In 2015, Mr. Kennedy, an assistant football coach at Bremerton High School, engaged in prayer alone on the field. When students asked if they could join, he welcomed them, without mandating participation or retaliating against those who abstained.

“Lord,” Mr. Kennedy says in his prayer. “I thank you for these kids and the blessing you’ve given me with them. We believe in the game, we believe in competition, and we can come into it as rivals and leave as brothers.” This was once standard sportsmanship in an America that put “In God We Trust” on its currency.

The school district told Mr. Kennedy to cease and desist. When he refused, he was placed on administrative leave and then fired. With backing from the First Liberty Institute, he began the drive through the courts to defend his stance.

Mr. Kennedy also had strong community support protecting his blindside. At a 2016 game, as he defied the school board, players from his team and rival Centralia High School, a member of the Washington legislature, and what the Seattle Times described as “a huge crowd” knelt on the 50-yard line with him in prayer.

“Tolerance” is a sacrament for the dominant political culture which, since it skews to the secular left, is often hostile to the religious while requiring them to not just tolerate things that run counter to their beliefs but to join in vocal celebration of them — a form of compelled speech.

The First Amendment respects the liberties of all citizens, beginning with the words, “Congress shall make no law respecting an establishment of religion, or prohibiting the free exercise thereof…” The Constitution also bans religious tests.

In a six to three decision, the Supreme Court ruled for Coach Kennedy. “Both the Free Exercise and Free Speech Clauses of the First Amendment,” Associate Justice Neil Gorsuch wrote for the majority, “protect expressions like Mr. Kennedy’s.”

The Establishment Clause, Justice Gorsuch said, doesn’t “require the government to single out private religious speech for special disfavor. The Constitution and the best of our traditions counsel mutual respect and tolerance, not censorship and suppression, for religious and nonreligious views alike.”

After agreeing to abide by the ruling, the school board president, Alyson Rotter, said they looked forward “to moving past the distraction” to “focus on what matters most: Providing our children the best education possible.”

One interpretation of the ruling is that Mr.
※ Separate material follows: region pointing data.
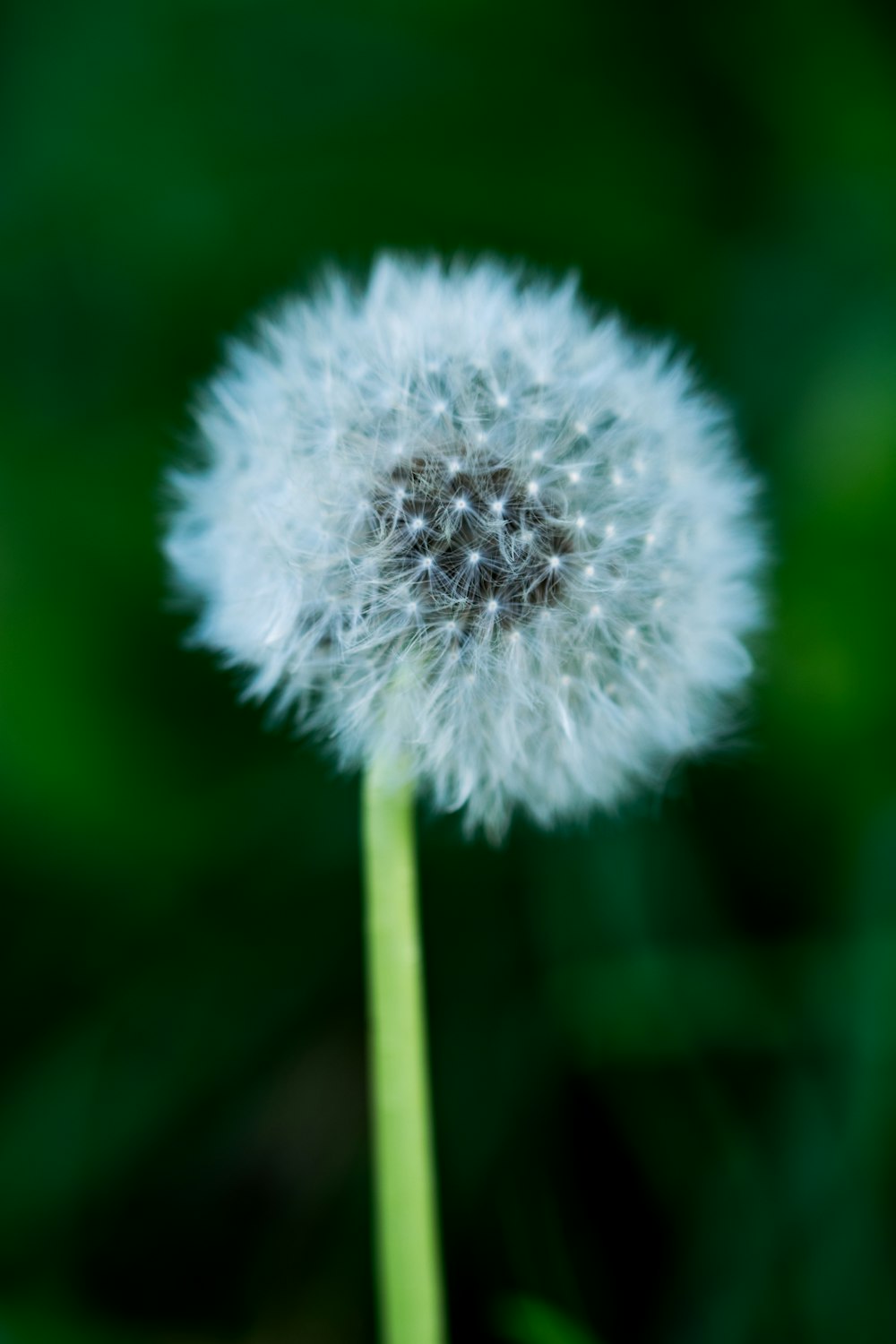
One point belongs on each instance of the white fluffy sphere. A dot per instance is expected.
(461, 526)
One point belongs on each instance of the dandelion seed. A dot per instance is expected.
(304, 588)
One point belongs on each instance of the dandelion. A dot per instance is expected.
(492, 548)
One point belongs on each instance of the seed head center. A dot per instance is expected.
(471, 539)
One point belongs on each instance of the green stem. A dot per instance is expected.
(410, 1279)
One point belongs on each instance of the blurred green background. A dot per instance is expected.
(664, 1045)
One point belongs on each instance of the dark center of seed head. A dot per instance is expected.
(473, 542)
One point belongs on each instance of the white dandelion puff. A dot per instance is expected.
(387, 530)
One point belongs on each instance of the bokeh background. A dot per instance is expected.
(665, 1043)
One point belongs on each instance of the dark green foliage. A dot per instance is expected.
(664, 1045)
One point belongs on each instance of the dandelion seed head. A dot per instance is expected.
(394, 546)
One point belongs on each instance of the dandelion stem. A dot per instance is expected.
(410, 1279)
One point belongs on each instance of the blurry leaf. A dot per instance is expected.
(522, 1320)
(32, 1322)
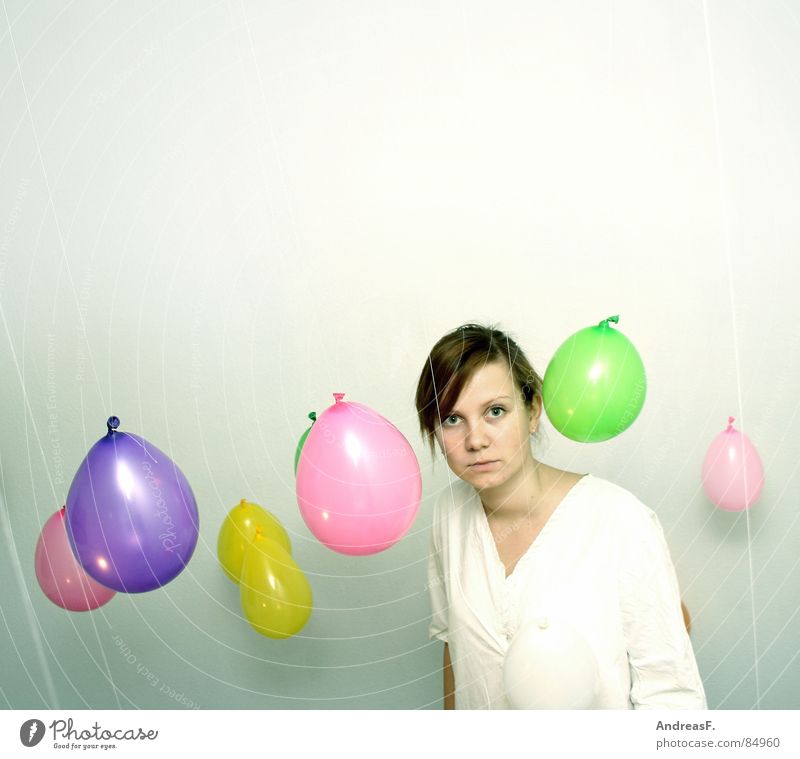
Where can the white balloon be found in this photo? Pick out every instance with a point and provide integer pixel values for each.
(549, 665)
Kennedy was fulfilling that higher academic calling by being a quiet role model, and then offering his players the opportunity to tend to their spiritual health as well as their mental and physical wellbeing.
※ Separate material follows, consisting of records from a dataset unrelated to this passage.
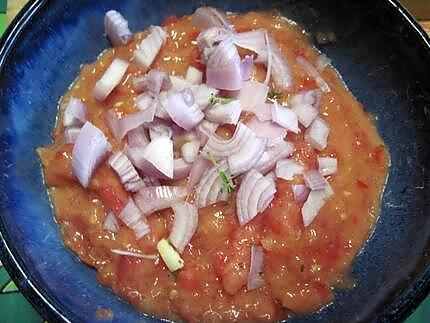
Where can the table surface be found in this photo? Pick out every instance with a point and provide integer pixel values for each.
(15, 308)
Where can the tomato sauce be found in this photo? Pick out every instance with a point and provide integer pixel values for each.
(301, 264)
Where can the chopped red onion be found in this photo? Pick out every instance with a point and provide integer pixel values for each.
(253, 40)
(194, 75)
(120, 127)
(181, 169)
(281, 72)
(247, 156)
(159, 154)
(288, 168)
(276, 150)
(314, 203)
(247, 67)
(205, 130)
(126, 172)
(155, 198)
(224, 113)
(312, 72)
(110, 223)
(266, 129)
(244, 194)
(256, 268)
(252, 94)
(300, 192)
(199, 167)
(190, 150)
(71, 134)
(184, 225)
(133, 254)
(150, 46)
(160, 129)
(183, 110)
(327, 165)
(206, 17)
(116, 28)
(110, 79)
(210, 185)
(317, 134)
(314, 180)
(220, 148)
(285, 117)
(132, 218)
(75, 114)
(88, 152)
(208, 39)
(137, 137)
(223, 67)
(203, 94)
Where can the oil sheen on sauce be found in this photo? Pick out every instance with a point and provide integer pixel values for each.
(301, 264)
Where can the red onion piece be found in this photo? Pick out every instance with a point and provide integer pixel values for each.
(315, 201)
(247, 156)
(314, 180)
(210, 185)
(75, 114)
(190, 150)
(71, 134)
(160, 129)
(220, 148)
(110, 79)
(285, 117)
(317, 134)
(281, 72)
(312, 72)
(252, 94)
(184, 225)
(155, 198)
(133, 254)
(148, 49)
(244, 194)
(132, 218)
(327, 165)
(256, 268)
(288, 168)
(223, 67)
(276, 150)
(207, 17)
(126, 172)
(181, 169)
(88, 152)
(247, 67)
(116, 28)
(205, 130)
(263, 112)
(253, 40)
(308, 97)
(300, 192)
(110, 223)
(266, 129)
(137, 137)
(194, 75)
(199, 167)
(183, 110)
(224, 113)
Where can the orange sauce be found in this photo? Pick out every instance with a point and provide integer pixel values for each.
(301, 264)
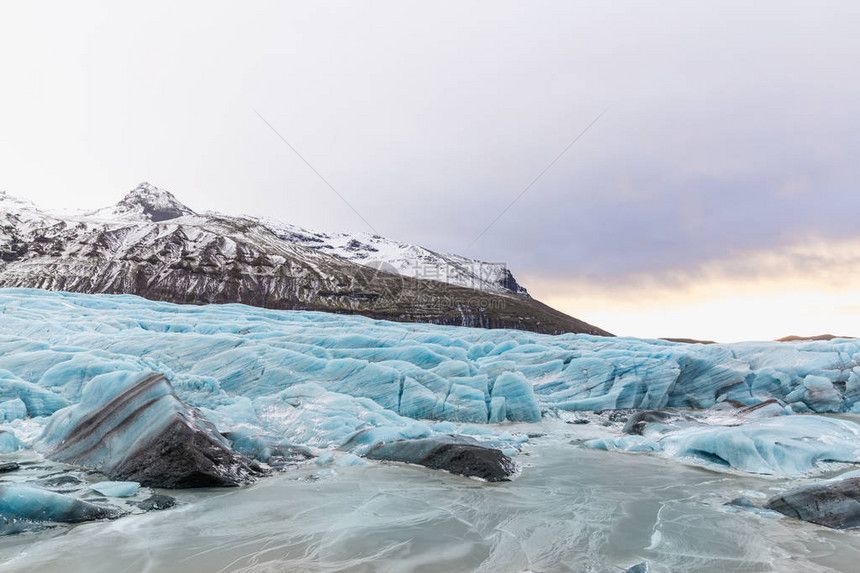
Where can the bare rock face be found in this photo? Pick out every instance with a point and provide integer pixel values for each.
(456, 454)
(135, 428)
(834, 503)
(151, 245)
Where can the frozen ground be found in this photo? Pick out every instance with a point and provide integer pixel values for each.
(593, 496)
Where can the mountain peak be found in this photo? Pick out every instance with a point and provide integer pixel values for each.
(153, 203)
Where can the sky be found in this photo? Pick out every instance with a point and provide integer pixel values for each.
(715, 196)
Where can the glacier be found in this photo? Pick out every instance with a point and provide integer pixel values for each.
(167, 395)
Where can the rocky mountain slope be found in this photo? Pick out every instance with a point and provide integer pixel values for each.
(150, 244)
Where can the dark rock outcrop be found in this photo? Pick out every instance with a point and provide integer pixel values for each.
(834, 503)
(456, 454)
(157, 502)
(151, 245)
(136, 429)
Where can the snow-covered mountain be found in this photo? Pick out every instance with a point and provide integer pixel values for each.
(152, 245)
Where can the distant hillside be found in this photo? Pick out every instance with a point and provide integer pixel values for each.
(150, 244)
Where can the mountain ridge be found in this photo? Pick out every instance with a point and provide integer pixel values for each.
(152, 245)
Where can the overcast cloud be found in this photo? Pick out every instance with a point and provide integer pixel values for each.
(730, 126)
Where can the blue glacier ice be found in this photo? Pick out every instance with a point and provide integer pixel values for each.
(278, 386)
(8, 441)
(22, 503)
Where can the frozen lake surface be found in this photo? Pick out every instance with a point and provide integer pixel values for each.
(735, 421)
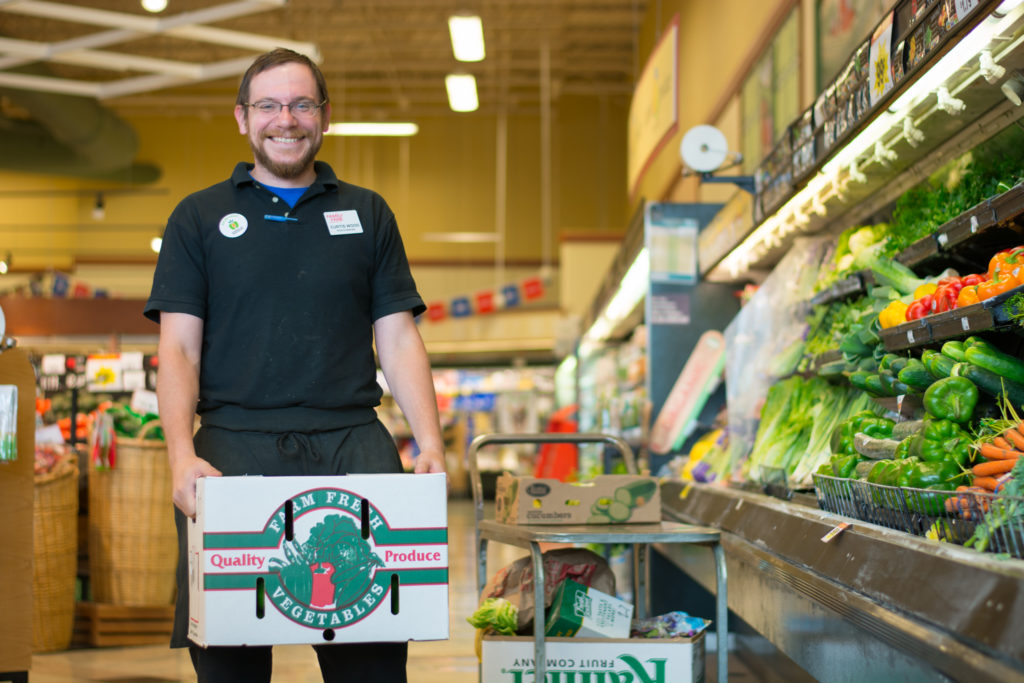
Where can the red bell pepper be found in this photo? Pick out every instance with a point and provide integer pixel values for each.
(945, 295)
(921, 307)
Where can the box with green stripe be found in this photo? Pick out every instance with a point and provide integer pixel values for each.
(607, 499)
(288, 560)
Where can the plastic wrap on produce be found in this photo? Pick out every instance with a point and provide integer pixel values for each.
(765, 341)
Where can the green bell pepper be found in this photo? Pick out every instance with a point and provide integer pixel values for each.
(951, 398)
(845, 466)
(941, 439)
(940, 476)
(937, 475)
(864, 421)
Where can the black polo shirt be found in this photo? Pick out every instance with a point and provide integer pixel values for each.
(288, 297)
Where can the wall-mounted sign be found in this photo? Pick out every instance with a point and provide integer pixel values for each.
(654, 110)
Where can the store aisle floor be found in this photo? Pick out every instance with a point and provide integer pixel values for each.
(444, 662)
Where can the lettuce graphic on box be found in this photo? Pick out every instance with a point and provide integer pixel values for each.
(334, 567)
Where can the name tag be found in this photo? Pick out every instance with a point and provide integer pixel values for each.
(343, 222)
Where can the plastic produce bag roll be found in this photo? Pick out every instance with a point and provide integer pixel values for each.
(8, 423)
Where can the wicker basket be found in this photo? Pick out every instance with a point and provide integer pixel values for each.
(55, 557)
(133, 546)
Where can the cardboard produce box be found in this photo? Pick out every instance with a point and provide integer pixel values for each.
(283, 560)
(579, 611)
(510, 659)
(607, 499)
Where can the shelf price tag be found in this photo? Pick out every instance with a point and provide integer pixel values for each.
(836, 530)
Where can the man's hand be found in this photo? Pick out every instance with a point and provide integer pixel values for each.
(184, 473)
(429, 462)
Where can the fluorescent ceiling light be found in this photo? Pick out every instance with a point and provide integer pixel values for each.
(462, 238)
(371, 128)
(462, 92)
(467, 38)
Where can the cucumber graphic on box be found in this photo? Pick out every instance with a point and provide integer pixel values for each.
(620, 507)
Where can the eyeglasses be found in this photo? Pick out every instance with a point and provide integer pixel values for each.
(300, 108)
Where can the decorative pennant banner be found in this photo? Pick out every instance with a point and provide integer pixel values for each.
(435, 311)
(484, 302)
(488, 302)
(532, 288)
(511, 294)
(460, 307)
(60, 285)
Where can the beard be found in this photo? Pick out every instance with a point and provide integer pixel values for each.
(285, 170)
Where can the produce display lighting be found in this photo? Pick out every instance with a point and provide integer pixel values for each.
(845, 165)
(462, 92)
(631, 292)
(467, 37)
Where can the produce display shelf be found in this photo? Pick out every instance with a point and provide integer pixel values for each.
(947, 243)
(872, 602)
(955, 324)
(950, 238)
(844, 289)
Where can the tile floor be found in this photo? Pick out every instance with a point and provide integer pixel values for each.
(445, 662)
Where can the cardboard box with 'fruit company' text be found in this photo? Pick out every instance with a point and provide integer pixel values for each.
(283, 560)
(510, 659)
(607, 499)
On the nation’s other coast, the Democratic mayor of New York City has lamented that students have paid the price for sawing the religious leg off this three-pronged stool of education. “When we took prayers out of schools,” he said, “guns came into schools.”

This came closer to government violating the Establishment Clause, but Mr. Adams remained defiant. “Don’t tell me about no ‘separation of church and state,’” he said, referring to President Jefferson’s formulation in a private letter, language that appears nowhere in the Constitution.

“State is the body,” Mr. Adams said. “Church is the heart. You take the heart out of the body, the body dies. I can’t separate my belief because I’m an elected official. When I walk, I walk with God. When I talk, I talk with God. When I put policies in place, I put them in with a Godlike approach to them. That’s who I am.”

It’s who Mr. Kennedy is, too, and the 9 have affirmed that he’s free to be that man. “I always taught my kids to do what’s right,” he said, “and fight for what you believe in.” Long after lectures on fractions and physics have faded, that lesson will linger — a living encounter with the Constitution that no dogeared textbook could hope to match.